Search code examples
rarraysncdf4

My array is too large to be allocated. What can I do to split it into smaller chunks? I cannot use split() as I cannot allocate a vector of 128.0 Gb


I have an array of length num [1:584, 1:712, 1:30, 1:365]. This array contains calculations from a model run. The array contains: [longitudes, latitudes, years, days].

I tried to save the data to an .nc file using ncvar_put but I got the error:

Error in ncvar_put(nca, my_variables, my_data_array) : long vectors not supported yet: ../include/Rinlinedfuns.h:537

So I need to split the array. Following google searches, I tried to use:

#clear all data frames from environment to save memory
rm(list=ls(all=TRUE)[sapply(mget(ls(all=TRUE)), class) == "data.frame"])

#splitting the my_data_array along 3 year periods (5y = 1095 days) 
chunk_length = 1825
split (Q0d_ym,
       ceiling(seq_along(Q0d_ym) / chunk_length))

which led to the error:

Error: cannot allocate vector of size 128.0 Gb.

MRE:

lons <- 583
lats <- 712
my_data_array <- array(0.,c(lons, lats, 30, 365))
#splitting the my_data_array along 3 year periods (5y = 1095 days) 
chunk_length = 1825
split (my_data_array,
       ceiling(seq_along(my_data_array) / chunk_length))


Any ideas would be gratefully received. I did try to split the array into even smaller chunks but I got the same error. I could run my model again in smaller chunks, but if there is a way to split my current array into smaller chunks which I can then save to an .nc file that would be preferable (particularly due to time taken to run the model).


Solution

  • Use the start and count arguments of ncvar_put to write out chunks in a for loop.
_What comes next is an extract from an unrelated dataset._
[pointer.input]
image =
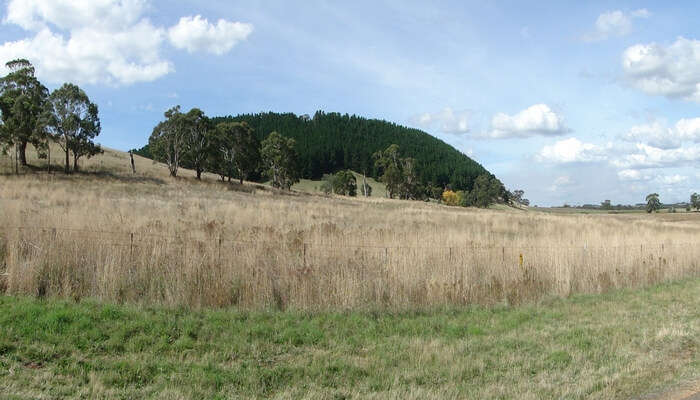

This seems to be working for me:

    library(ncdf4)
    
    lons <- 583
    lats <- 712
    LAT <- runif(lats)
    LON <- runif(lons)
    my_data_array <- array(0, c(lons, lats, 30, 365))
    dimLatitude <- ncdim_def(name = 'lat', units = 'degrees_north', vals = LAT)
    dimLongitude <- ncdim_def(name = 'lon', units = 'degrees_east', vals = LON)
    dimTime <- ncdim_def(name = 'StdTime', units = 'days_since_1970', vals = 1:(30*365), unlim = TRUE)
    my_variable <- ncvar_def(name = 'variable', units = '', dim = list(dimLongitude,dimLatitude,dimTime), missval = -9.96920996838687e+36)
    nc <- nc_create("C:/test.nc", my_variable)
    
    for (i in 1:30) {
      ncvar_put(nc, my_variable, my_data_array[,,i,], start = c(1, 1, (i - 1L)*365L + 1L), count = c(lons, lats, 365))
    }
    
    nc_close(nc)